November 5, 2012
by Alex
0 comments
Joon recently posted the following on Twitter:
wordplay #puzzler: think of two unrelated phrases, both with enumeration 3, 4. the 3-letter words are synonyms; so are the 4-letter words.
Well, I had just recently downloaded the unbelievably awesome natural language toolkit for Python so I thought I’d test it out on this problem. Here’s what I came up with:
#!/usr/bin/python
from nltk.corpus import wordnet as wn
import re
import sys
myfile = sys.argv[1]
word1_length = int(sys.argv[2])
word2_length = int(sys.argv[3])
def get_synonyms(word, length):
'''
Gets all synonyms of `word` of length `length`
'''
syns = list()
synsets = wn.synsets(word)
for synset in synsets:
for w in synset.lemma_names:
if len(w) == length and w != word and w not in syns:
syns.append(w)
return syns
fid = open(myfile,'r')
dict = [x.rstrip('\r\n') for x in fid.readlines()]
fid.close()
# Slim this down a bit
my_pattern = r'^[a-z]{%i}_[a-z]{%i}$' % (word1_length, word2_length)
my_phrases = [x for x in dict if re.match(my_pattern,x)]
# Go through and check
for p in my_phrases:
w1 = p[:word1_length]
w2 = p[word1_length+1:]
# Get synonyms of the appropriate length
l1 = get_synonyms(w1,word1_length)
l2 = get_synonyms(w2,word2_length)
if len(l1) != 0 and len(l2) != 0:
for t1 in l1:
for t2 in l2:
test_phrase = t1 + '_' + t2
if test_phrase in my_phrases:
print p + ' -> ' + test_phrase
To use it you will need a fairly comprehensive list of phrases — the data dump from Wiktionary is what I used here. Just run it as
puzzler.py enwiki.txt 3 4
and it will spit out:
bad_lots -> big_deal
bad_lots -> big_band
bad_mind -> big_head
big_head -> bad_mind
bum_rush -> rat_race
had_best -> get_well
hit_home -> off_base
off_base -> hit_home
rat_race -> bum_rush
(Yes, WordNet thinks that “big” and “bad” are synonyms.)

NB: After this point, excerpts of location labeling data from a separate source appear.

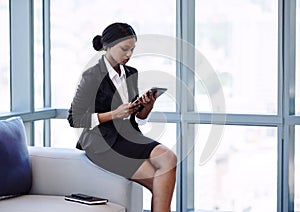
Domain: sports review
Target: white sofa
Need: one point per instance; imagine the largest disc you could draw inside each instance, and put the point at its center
(59, 172)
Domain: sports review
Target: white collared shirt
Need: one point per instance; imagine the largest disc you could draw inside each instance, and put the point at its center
(121, 86)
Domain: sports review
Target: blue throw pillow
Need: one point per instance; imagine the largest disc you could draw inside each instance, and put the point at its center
(15, 170)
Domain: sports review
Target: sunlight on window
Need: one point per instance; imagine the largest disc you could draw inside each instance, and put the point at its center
(242, 174)
(297, 169)
(297, 57)
(4, 57)
(239, 39)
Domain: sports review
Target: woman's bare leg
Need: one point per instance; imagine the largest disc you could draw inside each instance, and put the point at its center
(158, 174)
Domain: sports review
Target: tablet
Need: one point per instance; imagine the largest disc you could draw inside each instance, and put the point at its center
(86, 199)
(153, 90)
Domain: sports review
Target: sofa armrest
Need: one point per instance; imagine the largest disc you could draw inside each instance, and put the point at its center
(58, 171)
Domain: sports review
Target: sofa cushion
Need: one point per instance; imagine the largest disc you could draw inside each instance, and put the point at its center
(15, 170)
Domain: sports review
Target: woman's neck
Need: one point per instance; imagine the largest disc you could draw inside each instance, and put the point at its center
(114, 64)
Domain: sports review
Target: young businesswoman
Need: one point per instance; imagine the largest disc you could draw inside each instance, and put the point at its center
(111, 137)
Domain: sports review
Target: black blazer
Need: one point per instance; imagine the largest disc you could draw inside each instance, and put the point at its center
(96, 93)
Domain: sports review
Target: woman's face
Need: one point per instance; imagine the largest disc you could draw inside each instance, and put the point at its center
(121, 52)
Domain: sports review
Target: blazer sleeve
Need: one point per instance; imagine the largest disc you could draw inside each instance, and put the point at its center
(83, 104)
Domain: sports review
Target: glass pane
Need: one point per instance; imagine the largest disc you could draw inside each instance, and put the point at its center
(71, 44)
(165, 134)
(297, 169)
(241, 175)
(68, 139)
(4, 57)
(238, 39)
(38, 54)
(297, 57)
(39, 133)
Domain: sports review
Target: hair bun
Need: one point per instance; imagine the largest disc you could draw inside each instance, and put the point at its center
(97, 43)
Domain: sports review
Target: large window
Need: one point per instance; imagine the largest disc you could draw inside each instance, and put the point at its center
(241, 176)
(4, 57)
(38, 54)
(297, 170)
(239, 40)
(297, 57)
(241, 59)
(72, 33)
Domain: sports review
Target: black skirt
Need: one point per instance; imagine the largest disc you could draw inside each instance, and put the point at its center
(127, 154)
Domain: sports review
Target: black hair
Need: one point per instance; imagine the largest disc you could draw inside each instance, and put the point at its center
(112, 35)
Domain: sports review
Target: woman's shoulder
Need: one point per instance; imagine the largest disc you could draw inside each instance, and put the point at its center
(131, 69)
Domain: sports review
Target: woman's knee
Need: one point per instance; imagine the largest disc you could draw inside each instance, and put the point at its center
(162, 157)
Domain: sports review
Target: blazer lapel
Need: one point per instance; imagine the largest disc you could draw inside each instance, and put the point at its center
(103, 69)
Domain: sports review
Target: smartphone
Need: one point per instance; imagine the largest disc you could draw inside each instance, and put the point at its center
(153, 90)
(86, 199)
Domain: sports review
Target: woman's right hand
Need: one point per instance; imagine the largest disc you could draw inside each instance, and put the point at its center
(124, 110)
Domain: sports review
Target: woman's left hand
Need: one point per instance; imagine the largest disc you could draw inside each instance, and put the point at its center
(147, 100)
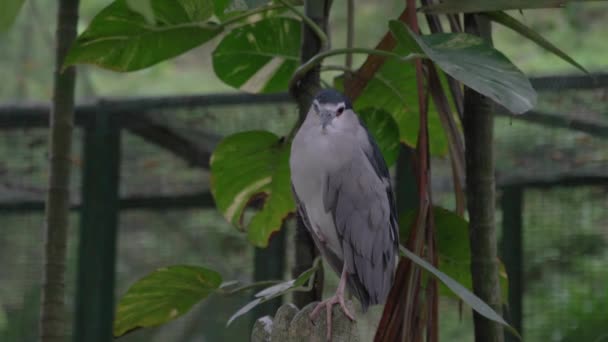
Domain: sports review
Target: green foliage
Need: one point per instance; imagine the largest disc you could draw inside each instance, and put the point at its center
(298, 284)
(10, 10)
(121, 39)
(393, 90)
(384, 130)
(464, 294)
(512, 23)
(259, 57)
(452, 247)
(476, 64)
(163, 296)
(251, 165)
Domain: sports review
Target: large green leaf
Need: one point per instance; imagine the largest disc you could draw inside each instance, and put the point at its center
(473, 62)
(467, 296)
(453, 248)
(164, 295)
(253, 165)
(471, 6)
(384, 130)
(9, 12)
(393, 89)
(121, 39)
(298, 284)
(259, 57)
(512, 23)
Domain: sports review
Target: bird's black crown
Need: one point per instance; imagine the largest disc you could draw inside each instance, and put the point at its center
(333, 96)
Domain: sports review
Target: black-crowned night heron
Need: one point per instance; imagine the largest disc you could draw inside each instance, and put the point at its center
(343, 193)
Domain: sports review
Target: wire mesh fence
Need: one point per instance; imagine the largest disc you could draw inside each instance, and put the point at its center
(167, 214)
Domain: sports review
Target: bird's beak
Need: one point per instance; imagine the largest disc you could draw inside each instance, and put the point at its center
(326, 118)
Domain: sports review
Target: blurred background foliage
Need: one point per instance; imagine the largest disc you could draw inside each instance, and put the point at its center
(565, 228)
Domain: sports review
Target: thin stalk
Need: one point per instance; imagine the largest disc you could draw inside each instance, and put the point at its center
(350, 31)
(247, 14)
(318, 58)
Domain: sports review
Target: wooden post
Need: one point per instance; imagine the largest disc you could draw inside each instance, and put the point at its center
(478, 124)
(98, 229)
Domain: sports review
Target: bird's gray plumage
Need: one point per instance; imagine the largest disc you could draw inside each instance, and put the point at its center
(342, 188)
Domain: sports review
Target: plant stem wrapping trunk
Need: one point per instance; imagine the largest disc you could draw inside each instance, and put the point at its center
(52, 319)
(305, 251)
(478, 132)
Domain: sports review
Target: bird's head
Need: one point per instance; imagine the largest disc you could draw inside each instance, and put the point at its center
(331, 107)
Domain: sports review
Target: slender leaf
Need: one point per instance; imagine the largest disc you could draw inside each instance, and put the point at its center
(259, 57)
(121, 39)
(164, 295)
(467, 296)
(473, 62)
(474, 6)
(452, 235)
(385, 131)
(8, 14)
(298, 284)
(512, 23)
(248, 166)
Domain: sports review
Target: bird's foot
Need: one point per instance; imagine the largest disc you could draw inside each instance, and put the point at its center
(328, 304)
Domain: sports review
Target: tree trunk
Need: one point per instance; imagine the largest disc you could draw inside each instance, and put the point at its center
(478, 132)
(305, 251)
(52, 318)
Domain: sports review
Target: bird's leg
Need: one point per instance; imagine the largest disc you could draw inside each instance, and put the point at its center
(338, 298)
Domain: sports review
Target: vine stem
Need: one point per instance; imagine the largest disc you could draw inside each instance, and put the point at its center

You may notice that Joon’s intended answer isn’t among the results — one of those phrases wasn’t on Wiktionary … until I added it (it will probably be in the next data dump).
Anyway! You may notice that the code offers you room to work with other word lengths. Is there anything interesting good there? Well, I kind of like “light switch” and “short-change”. “Well liquors” and “good spirits” is a good one too. Anything else? Feel free to experiment with the code and let me know in the comments.